What
is Anger?
According to Hendrie Weisinger, Ph.D., there are five
interrelated dimensions all operating simultaneously in
any angry situation. These dimensions include:
• Cognition -
our present thoughts
• Emotion
- the physiological arousal that anger produces
• Communication
- the way we display our anger to others
• Affect
- the way that we experience life when we are angry
• Behavior
- the way we behave when we are angry The
way you communicate is the primary determinant of whether
the person you are interacting with will listen and
think about what you say, be indifferent to it, or,
argue against it.

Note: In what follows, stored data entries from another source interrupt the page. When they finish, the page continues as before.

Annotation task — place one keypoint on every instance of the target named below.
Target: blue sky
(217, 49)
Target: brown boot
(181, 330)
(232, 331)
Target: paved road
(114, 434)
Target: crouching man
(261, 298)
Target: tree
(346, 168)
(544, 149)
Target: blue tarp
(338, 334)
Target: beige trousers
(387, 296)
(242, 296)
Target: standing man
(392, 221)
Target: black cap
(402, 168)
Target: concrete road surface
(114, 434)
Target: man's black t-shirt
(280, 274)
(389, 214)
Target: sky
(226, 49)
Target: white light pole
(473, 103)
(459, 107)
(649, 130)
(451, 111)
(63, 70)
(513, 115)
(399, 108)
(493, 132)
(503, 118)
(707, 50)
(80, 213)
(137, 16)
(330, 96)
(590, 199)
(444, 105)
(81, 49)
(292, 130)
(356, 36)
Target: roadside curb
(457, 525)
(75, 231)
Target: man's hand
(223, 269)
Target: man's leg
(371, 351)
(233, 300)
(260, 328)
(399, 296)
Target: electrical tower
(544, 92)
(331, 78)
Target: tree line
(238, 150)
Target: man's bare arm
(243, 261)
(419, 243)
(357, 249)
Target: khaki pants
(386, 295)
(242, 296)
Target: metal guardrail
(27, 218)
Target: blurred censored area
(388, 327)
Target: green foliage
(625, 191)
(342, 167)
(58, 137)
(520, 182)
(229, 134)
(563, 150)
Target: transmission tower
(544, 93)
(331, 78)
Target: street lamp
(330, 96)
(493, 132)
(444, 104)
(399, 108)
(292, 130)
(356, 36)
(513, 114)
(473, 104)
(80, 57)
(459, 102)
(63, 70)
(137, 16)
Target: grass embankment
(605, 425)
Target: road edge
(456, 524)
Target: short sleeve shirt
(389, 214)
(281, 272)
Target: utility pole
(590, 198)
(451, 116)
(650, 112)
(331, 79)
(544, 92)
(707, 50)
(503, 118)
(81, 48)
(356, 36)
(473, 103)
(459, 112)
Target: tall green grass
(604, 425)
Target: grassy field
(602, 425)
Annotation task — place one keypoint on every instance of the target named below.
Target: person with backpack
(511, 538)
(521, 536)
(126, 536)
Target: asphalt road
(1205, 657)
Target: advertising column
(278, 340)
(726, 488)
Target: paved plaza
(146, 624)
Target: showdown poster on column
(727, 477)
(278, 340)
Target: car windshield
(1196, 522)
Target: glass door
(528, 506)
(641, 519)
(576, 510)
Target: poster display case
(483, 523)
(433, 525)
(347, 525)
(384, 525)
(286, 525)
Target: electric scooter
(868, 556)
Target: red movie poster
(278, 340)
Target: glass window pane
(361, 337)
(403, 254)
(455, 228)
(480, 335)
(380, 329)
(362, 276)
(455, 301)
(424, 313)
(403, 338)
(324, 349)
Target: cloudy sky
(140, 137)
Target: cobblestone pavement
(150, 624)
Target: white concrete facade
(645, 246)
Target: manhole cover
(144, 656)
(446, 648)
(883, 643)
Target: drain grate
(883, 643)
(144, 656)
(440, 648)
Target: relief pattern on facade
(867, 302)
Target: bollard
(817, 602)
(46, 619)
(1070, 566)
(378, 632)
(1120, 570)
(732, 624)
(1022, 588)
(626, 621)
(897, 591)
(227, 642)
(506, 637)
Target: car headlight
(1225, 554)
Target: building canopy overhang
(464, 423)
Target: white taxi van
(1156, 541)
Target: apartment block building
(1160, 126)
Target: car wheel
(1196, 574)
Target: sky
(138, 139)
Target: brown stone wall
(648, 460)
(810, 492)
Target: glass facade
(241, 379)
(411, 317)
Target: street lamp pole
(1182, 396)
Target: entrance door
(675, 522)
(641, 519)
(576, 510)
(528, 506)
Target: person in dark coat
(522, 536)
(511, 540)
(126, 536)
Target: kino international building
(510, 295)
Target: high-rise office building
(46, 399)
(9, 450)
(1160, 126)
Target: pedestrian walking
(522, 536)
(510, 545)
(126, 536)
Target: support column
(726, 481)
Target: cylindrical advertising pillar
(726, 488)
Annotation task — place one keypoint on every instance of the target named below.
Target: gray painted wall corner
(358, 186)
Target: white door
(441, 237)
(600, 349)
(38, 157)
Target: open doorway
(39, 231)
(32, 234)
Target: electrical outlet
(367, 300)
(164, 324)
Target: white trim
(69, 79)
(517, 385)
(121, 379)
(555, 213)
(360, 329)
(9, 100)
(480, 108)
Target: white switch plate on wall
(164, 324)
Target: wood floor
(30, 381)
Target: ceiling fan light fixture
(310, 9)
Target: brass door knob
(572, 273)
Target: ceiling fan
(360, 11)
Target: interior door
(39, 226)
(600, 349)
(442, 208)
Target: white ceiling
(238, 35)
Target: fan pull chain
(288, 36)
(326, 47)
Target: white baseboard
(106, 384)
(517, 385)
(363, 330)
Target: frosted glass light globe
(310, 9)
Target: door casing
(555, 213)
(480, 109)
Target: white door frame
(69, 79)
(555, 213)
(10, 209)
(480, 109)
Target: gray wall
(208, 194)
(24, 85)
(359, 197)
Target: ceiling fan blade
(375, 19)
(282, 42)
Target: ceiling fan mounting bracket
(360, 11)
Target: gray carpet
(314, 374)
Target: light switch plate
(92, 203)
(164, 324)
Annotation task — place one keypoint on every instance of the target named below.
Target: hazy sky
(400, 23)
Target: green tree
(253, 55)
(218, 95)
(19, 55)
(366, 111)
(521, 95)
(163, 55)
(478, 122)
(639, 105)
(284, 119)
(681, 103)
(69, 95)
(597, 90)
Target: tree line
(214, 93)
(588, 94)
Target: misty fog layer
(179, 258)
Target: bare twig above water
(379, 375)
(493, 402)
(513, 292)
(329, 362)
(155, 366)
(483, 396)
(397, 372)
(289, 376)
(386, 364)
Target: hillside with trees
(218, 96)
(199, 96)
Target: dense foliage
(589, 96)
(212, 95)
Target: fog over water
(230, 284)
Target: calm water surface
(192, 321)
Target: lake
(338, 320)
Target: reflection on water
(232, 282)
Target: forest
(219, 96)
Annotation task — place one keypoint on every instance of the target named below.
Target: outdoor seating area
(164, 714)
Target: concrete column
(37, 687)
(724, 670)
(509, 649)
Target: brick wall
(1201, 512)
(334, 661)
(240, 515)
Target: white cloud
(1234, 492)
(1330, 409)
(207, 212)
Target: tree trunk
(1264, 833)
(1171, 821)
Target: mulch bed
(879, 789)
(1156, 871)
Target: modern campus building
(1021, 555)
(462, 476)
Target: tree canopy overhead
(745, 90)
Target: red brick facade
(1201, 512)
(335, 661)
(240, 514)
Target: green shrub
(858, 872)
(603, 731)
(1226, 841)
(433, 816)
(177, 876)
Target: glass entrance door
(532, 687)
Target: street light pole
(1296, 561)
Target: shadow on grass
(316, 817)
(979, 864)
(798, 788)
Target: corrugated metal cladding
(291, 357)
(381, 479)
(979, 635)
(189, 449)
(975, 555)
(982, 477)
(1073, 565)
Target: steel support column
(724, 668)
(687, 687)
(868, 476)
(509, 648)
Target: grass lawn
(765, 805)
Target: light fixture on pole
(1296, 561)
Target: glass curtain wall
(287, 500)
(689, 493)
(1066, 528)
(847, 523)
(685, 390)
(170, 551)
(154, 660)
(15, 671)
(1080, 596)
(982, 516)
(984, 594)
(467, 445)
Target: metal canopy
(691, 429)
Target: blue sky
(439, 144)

If you want to reduce arguments, and
have your position heard and considered, whether at
home or at work, the bottom approaches should be avoided.
People tend to resist communication, argue, or perceive
conflict when the other person:
• Offers sympathy that seems false or lacking
in understanding
• Pressures a person to change (opinion, position
or as a person)
• Appears to want to blame rather than fix •
Provides unsolicited advice
• Appears to be trying to create guilt in another
• Offers reassurances that are hollow or not based
on reality
• Communicates using "gloss it over"
positive thinking
• Clearly wants to "win" by proving
someone wrong
• Comes across as infallible (in their own mind)
• Uses excessive dramatic language and histrionics
• Uses certain kinds of "hot words",
words and phrases that have a heavy emotional connotation.